Genetics

What makes us human?

Various disciplines, from philosophy to art, have attempted to answer this question. Genetics has also offered a seductive proposal.

Illustration depicting the human genome
Tomàs Marquès-Bonet
10/05/2025
2 min

Since ancient times, humans have wondered what makes us human. Different disciplines have sought answers to this endless question, and surely one of the most enticing proposals comes from biology, particularly genetics. Comparative biology is, in this sense, a very powerful tool that allows us not only to quantify the differences between species, but also to understand how these differences may have contributed to specific traits in our lineage. By comparing human genomes with closely related species with which we share a recent common origin, such as the great apes, we can identify which molecular changes are unique to humans and which we share with other primates. This evolutionary perspective helps us distinguish which traits are truly human and which are part of a deeper common heritage.

It has often been cited that only 1.24% of our genome separates humans from chimpanzees. However, this percentage hides a more complex truth. This value was calculated more than twenty years ago, based on a partial comparison of the most easily identifiable regions between the two genomes, and only one type of mutation was counted (single-nucleotide changes). Therefore, it was, as stated in the article, the lowest and most conservative number of differences between humans and chimpanzees.

But the biology of the two species is too different to be explained by such a small number. The quality of the genomes did not allow for the study of other, more difficult genomic regions and other types of mutations such as repeats, duplicated structures, insertions, or deletions. Now, thanks to recent advances in sequencing and the global effort to complete high-quality reference genomes, we are beginning to see a more complete picture.

From a single human gene to a network of accumulated changes

Recently, an international article generated and analyzed genomes of unprecedented quality from great apes, including chimpanzees, bonobos, gorillas, and orangutans, and compared them to the human genome. This allows us to revisit precisely these kinds of questions. Today we know that if we count all the genomic regions—both easy and difficult—the difference between the human and chimpanzee genomes is above 10%, not the 1% we all had in mind. This figure includes insertions, deletions, duplications, and other structural changes beyond simple nucleotide substitutions, but it still contains inaccuracies due precisely to the difficulty of knowing how to count these very complicated regions.

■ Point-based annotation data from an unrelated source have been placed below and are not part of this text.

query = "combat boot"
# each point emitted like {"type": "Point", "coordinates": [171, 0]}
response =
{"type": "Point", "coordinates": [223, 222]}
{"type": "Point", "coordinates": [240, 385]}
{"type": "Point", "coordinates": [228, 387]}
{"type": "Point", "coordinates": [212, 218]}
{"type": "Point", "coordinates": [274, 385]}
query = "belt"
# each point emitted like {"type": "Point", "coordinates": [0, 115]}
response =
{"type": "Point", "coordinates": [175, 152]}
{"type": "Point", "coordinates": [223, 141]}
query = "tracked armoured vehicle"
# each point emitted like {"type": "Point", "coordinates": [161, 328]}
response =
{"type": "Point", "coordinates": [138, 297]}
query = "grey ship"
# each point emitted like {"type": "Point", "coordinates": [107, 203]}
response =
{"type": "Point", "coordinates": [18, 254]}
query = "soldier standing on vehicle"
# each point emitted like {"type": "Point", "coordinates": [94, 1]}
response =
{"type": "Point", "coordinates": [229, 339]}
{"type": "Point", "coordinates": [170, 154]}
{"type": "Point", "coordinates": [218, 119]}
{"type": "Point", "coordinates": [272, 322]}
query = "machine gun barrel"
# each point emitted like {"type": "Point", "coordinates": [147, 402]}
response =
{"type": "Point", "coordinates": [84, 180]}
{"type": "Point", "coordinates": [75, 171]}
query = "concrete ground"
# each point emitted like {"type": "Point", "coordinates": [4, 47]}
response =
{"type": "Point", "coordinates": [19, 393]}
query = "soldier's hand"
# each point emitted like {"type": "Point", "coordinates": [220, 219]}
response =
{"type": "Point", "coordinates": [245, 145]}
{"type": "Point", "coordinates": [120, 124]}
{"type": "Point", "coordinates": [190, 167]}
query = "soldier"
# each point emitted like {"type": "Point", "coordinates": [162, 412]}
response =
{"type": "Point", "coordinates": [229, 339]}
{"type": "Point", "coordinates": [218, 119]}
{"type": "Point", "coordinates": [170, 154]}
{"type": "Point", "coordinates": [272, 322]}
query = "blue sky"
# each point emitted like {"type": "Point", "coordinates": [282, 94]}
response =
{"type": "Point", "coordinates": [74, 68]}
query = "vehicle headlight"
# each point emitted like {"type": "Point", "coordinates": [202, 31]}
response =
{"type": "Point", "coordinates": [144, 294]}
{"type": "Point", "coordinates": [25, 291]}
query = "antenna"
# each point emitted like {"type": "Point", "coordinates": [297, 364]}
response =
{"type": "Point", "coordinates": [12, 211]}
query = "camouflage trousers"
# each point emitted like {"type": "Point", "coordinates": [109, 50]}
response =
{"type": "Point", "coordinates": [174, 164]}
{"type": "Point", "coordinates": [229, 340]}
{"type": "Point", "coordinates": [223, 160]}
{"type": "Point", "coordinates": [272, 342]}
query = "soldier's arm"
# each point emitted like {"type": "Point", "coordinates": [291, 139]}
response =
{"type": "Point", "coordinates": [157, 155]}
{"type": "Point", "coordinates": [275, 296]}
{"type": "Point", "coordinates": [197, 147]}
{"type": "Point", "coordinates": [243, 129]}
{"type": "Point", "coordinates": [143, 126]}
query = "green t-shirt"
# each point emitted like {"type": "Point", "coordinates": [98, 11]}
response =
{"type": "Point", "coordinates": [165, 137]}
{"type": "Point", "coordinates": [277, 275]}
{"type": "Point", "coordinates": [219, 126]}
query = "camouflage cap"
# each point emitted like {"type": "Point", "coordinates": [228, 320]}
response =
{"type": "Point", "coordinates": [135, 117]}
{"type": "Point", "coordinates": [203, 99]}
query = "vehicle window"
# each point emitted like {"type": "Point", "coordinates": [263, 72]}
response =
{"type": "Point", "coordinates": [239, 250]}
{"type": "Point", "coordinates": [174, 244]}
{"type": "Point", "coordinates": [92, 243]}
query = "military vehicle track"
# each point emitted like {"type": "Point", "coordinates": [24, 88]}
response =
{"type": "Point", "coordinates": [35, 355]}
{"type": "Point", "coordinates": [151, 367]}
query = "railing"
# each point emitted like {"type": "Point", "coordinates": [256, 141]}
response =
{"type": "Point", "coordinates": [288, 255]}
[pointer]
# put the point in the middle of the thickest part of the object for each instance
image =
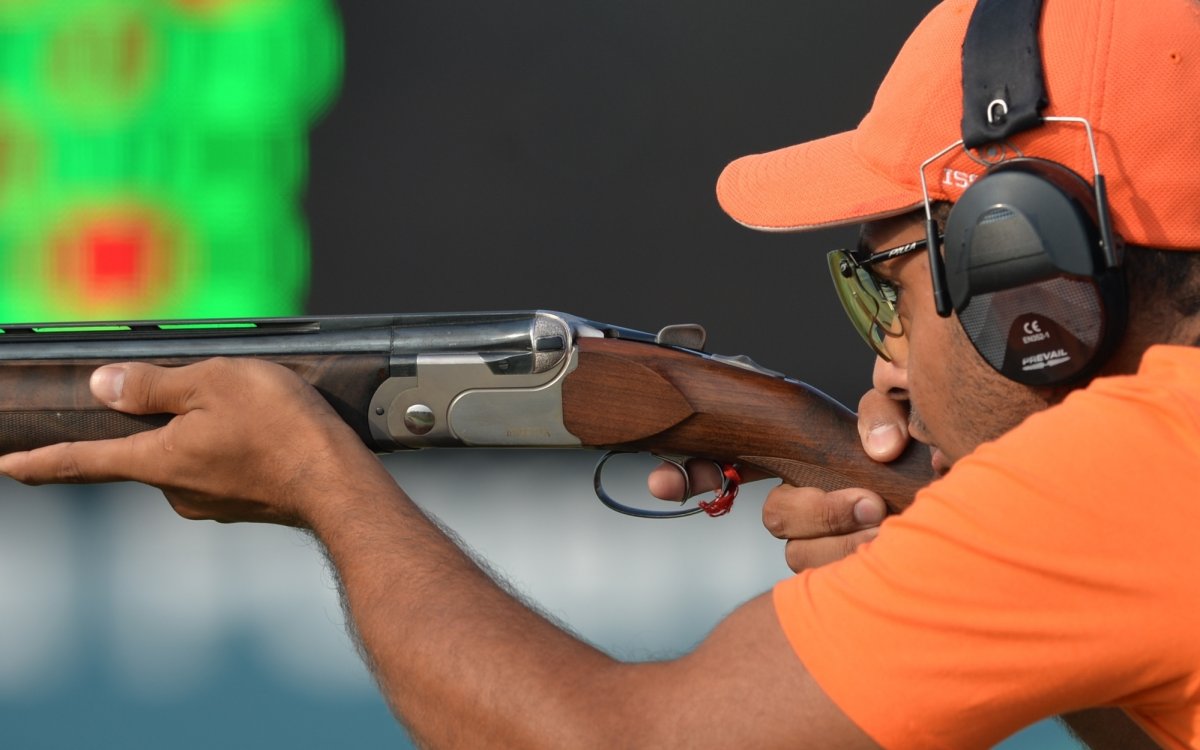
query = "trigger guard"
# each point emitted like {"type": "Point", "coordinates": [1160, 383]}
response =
{"type": "Point", "coordinates": [679, 462]}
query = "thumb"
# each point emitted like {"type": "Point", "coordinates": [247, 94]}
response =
{"type": "Point", "coordinates": [137, 388]}
{"type": "Point", "coordinates": [882, 425]}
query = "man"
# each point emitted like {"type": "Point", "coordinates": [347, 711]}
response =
{"type": "Point", "coordinates": [1050, 570]}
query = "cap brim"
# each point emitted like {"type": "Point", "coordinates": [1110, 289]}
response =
{"type": "Point", "coordinates": [813, 185]}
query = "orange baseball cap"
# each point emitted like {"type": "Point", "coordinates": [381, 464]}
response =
{"type": "Point", "coordinates": [1131, 67]}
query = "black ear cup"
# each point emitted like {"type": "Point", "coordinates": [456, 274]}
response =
{"type": "Point", "coordinates": [1026, 274]}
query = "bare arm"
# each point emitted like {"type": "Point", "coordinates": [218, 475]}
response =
{"type": "Point", "coordinates": [820, 527]}
{"type": "Point", "coordinates": [460, 660]}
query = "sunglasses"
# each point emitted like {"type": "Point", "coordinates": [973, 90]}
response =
{"type": "Point", "coordinates": [868, 299]}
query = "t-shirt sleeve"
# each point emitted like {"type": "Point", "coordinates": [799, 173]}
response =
{"type": "Point", "coordinates": [1023, 585]}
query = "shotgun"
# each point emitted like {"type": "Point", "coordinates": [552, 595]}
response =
{"type": "Point", "coordinates": [489, 379]}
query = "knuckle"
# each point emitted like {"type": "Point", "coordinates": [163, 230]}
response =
{"type": "Point", "coordinates": [69, 471]}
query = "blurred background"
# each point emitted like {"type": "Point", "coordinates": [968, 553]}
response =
{"type": "Point", "coordinates": [275, 157]}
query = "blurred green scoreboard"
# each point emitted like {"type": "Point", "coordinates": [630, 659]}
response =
{"type": "Point", "coordinates": [154, 154]}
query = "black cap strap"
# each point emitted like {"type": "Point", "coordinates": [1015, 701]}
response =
{"type": "Point", "coordinates": [1003, 89]}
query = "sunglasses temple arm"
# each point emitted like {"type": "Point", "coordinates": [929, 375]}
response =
{"type": "Point", "coordinates": [937, 269]}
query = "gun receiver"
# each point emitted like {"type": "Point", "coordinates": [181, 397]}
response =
{"type": "Point", "coordinates": [511, 379]}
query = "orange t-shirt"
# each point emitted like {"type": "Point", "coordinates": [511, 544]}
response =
{"type": "Point", "coordinates": [1054, 569]}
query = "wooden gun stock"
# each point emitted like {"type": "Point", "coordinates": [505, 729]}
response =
{"type": "Point", "coordinates": [484, 379]}
{"type": "Point", "coordinates": [629, 396]}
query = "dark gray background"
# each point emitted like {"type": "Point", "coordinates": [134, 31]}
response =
{"type": "Point", "coordinates": [563, 155]}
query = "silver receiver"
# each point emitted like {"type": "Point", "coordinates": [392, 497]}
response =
{"type": "Point", "coordinates": [507, 397]}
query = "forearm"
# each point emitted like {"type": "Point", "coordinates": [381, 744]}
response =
{"type": "Point", "coordinates": [1104, 729]}
{"type": "Point", "coordinates": [457, 658]}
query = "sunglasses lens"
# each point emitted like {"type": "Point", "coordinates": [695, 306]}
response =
{"type": "Point", "coordinates": [865, 303]}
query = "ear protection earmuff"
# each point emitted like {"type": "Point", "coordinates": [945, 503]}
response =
{"type": "Point", "coordinates": [1031, 264]}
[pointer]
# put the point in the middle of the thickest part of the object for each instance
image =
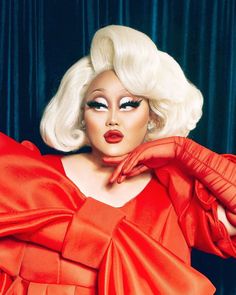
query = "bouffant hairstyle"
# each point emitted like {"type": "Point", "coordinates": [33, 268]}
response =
{"type": "Point", "coordinates": [175, 103]}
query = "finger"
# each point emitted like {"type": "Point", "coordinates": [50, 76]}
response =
{"type": "Point", "coordinates": [138, 170]}
{"type": "Point", "coordinates": [121, 178]}
{"type": "Point", "coordinates": [114, 160]}
{"type": "Point", "coordinates": [117, 172]}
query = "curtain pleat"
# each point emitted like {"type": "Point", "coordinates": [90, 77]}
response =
{"type": "Point", "coordinates": [40, 39]}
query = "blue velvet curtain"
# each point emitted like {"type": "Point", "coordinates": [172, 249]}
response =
{"type": "Point", "coordinates": [40, 39]}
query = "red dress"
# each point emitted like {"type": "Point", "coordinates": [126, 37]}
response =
{"type": "Point", "coordinates": [54, 240]}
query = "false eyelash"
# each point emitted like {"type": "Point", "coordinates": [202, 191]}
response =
{"type": "Point", "coordinates": [131, 103]}
{"type": "Point", "coordinates": [94, 104]}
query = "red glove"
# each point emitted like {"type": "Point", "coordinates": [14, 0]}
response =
{"type": "Point", "coordinates": [215, 171]}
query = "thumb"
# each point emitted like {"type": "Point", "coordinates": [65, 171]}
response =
{"type": "Point", "coordinates": [113, 161]}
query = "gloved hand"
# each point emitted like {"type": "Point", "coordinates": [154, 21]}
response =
{"type": "Point", "coordinates": [215, 171]}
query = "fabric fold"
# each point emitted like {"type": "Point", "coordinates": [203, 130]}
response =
{"type": "Point", "coordinates": [35, 196]}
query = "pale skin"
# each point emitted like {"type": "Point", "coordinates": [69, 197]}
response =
{"type": "Point", "coordinates": [114, 109]}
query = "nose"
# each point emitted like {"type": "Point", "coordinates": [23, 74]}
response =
{"type": "Point", "coordinates": [112, 119]}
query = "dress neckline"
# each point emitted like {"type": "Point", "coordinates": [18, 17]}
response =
{"type": "Point", "coordinates": [128, 203]}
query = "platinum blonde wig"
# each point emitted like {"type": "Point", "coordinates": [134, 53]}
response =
{"type": "Point", "coordinates": [175, 103]}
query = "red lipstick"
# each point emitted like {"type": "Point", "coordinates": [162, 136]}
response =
{"type": "Point", "coordinates": [113, 136]}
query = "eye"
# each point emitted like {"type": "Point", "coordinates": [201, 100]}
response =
{"type": "Point", "coordinates": [97, 105]}
{"type": "Point", "coordinates": [129, 104]}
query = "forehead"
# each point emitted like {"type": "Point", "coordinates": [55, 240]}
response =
{"type": "Point", "coordinates": [106, 81]}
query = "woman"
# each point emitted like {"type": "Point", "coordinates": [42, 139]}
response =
{"type": "Point", "coordinates": [78, 225]}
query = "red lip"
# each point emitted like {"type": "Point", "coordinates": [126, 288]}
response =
{"type": "Point", "coordinates": [113, 136]}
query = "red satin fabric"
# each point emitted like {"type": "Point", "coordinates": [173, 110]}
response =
{"type": "Point", "coordinates": [54, 240]}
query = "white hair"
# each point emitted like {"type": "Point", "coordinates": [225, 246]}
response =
{"type": "Point", "coordinates": [175, 103]}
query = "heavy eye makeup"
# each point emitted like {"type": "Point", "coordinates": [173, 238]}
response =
{"type": "Point", "coordinates": [100, 104]}
{"type": "Point", "coordinates": [125, 104]}
{"type": "Point", "coordinates": [128, 103]}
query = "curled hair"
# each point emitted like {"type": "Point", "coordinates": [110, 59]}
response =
{"type": "Point", "coordinates": [175, 103]}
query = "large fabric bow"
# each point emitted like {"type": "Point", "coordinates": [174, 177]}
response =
{"type": "Point", "coordinates": [34, 195]}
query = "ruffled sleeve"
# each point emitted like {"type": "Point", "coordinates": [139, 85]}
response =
{"type": "Point", "coordinates": [39, 205]}
{"type": "Point", "coordinates": [196, 208]}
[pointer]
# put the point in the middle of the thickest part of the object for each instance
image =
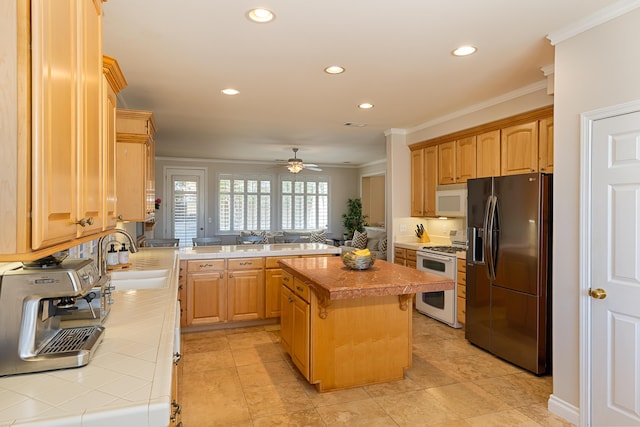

But beyond the percentage, these genomes will be the starting point for new studies that will allow us to address the global question of what makes us human. The analysis of these genomes has already revealed more than a million complex (structural) variants, many of them specifically associated with our species, which affect genes involved in neuronal, immunological, and reproductive processes. Furthermore, the study once again demonstrates that regions with high duplication rates are key sites of large-scale genomic innovation. Technological progress is thus leading us toward a new era in which we no longer search for a single "human gene" to explain our uniqueness, but rather a network of accumulated changes, both small and large, that have separated us evolutionarily and that demonstrate, once again, that the more we can understand our evolutionary relatives, the better we understand each other.